Comment, dès lors, ne pas voir dans la politique volontaire de contraction de l'offre pétrolière le rôle grandissant que tient l'Arabie saoudite au Moyen-Orient ? Même si le royaume n'est plus le premier producteur mondial de pétrole, dépassé en 2006 par la Russie, il fournit encore à lui seul un dixième des besoins mondiaux. En outre, la puissance américaine n'a plus autant les moyens que par le passé de faire pression sur les pays arabes pour leur demander d'accroître leur production, condition qui semble pourtant nécessaire à un assagissement des cours du pétrole. Et force est de constater que la répartition des réserves mondiales devrait rester, dans les prochaines années, particulièrement favorable à l'Opep. Alors qu'en 2007 sa part de marché effective atteint 36 % (hors gaz naturel liquéfié), ses réserves prouvées approchent quant à elles les 60 % au niveau mondial. De fait, cela signifie que, avec l'épuisement progressif des ressources pétrolières, le cartel sera de plus en plus en mesure de jouer un rôle prédominant dans l'équilibre mondial offre-demande de pétrole, puisque logiquement la part de sa capacité de production au niveau mondial devrait augmenter.

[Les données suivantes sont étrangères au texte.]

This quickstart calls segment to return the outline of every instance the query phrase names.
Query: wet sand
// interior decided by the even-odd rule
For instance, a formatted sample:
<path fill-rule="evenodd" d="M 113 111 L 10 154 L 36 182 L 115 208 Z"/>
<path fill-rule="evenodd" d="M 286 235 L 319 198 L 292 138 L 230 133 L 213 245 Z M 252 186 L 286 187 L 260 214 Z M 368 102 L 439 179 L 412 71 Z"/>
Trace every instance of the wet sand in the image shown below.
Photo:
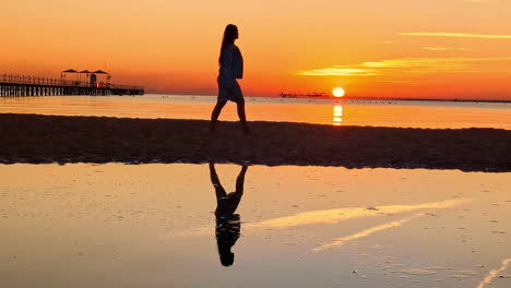
<path fill-rule="evenodd" d="M 0 165 L 0 287 L 511 287 L 509 173 L 254 165 L 229 225 L 212 171 Z"/>
<path fill-rule="evenodd" d="M 511 171 L 511 131 L 0 115 L 0 163 L 236 163 Z"/>

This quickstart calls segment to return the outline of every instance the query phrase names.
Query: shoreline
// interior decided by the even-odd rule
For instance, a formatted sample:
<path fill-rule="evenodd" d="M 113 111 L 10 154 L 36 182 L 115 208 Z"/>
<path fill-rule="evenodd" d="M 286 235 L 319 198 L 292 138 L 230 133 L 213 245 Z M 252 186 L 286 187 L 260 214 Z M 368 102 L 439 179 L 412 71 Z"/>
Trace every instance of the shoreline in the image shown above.
<path fill-rule="evenodd" d="M 511 131 L 0 113 L 0 164 L 235 163 L 511 171 Z"/>

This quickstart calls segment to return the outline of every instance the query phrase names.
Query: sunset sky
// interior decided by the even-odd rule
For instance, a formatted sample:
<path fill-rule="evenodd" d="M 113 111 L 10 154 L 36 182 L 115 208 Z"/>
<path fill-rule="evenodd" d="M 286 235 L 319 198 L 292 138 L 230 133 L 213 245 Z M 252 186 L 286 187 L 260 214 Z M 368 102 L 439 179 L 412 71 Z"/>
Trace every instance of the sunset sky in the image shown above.
<path fill-rule="evenodd" d="M 239 27 L 245 94 L 511 100 L 509 0 L 16 0 L 0 73 L 107 70 L 148 93 L 216 93 L 223 29 Z"/>

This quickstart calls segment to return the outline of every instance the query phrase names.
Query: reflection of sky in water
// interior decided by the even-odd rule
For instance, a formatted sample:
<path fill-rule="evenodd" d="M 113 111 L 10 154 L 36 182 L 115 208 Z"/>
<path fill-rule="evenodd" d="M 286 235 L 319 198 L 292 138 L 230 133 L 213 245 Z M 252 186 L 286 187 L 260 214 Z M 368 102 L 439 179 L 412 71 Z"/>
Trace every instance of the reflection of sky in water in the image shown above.
<path fill-rule="evenodd" d="M 240 170 L 216 165 L 227 193 Z M 511 280 L 509 173 L 251 166 L 229 268 L 218 261 L 207 165 L 0 165 L 0 227 L 9 231 L 0 238 L 2 287 Z"/>
<path fill-rule="evenodd" d="M 209 120 L 215 103 L 216 97 L 211 96 L 171 95 L 0 97 L 0 106 L 4 113 L 151 119 Z M 250 121 L 306 122 L 328 125 L 511 129 L 511 104 L 333 101 L 268 97 L 246 97 L 246 104 L 247 117 Z M 348 118 L 344 117 L 346 113 Z M 227 105 L 222 111 L 221 120 L 238 121 L 236 105 Z"/>

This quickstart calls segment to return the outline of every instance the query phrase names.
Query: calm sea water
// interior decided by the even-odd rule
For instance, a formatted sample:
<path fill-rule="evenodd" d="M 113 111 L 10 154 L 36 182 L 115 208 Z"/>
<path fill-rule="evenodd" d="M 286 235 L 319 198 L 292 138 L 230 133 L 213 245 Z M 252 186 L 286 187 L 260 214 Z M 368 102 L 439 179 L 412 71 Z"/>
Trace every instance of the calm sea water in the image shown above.
<path fill-rule="evenodd" d="M 0 112 L 209 119 L 215 96 L 44 96 L 0 98 Z M 403 128 L 511 130 L 511 104 L 247 97 L 249 120 Z M 230 103 L 221 120 L 236 121 Z"/>

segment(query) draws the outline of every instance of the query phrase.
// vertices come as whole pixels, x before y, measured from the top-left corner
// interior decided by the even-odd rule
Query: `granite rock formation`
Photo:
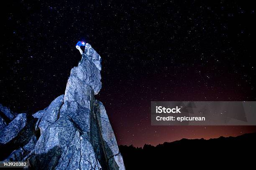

Au regard des rythmes actuels de substitution des énergies alternatives comme le gaz naturel liquéfié (par ailleurs en forte croissance au sein des pays de l'Opep) ou les biocarburants, la prédominance de l'Opep a peu de chance d'être remise en question. D'autant qu'à l'horizon de 2012, avec un taux de croissance de la demande proche de 1,5 %, le monde sera dans l'obligation d'extraire, en sus de la production actuelle, l'équivalent de celle du Venezuela et de l'Iran réunis. Autant dire que les tensions actuelles sur les marchés de l'énergie devraient se répéter dans les prochaines années avec une intensité renouvelée, qu'il convient une nouvelle fois de ne pas sous-estimer.
OLIVIER REYMONDON est économiste au COE-Rexecode.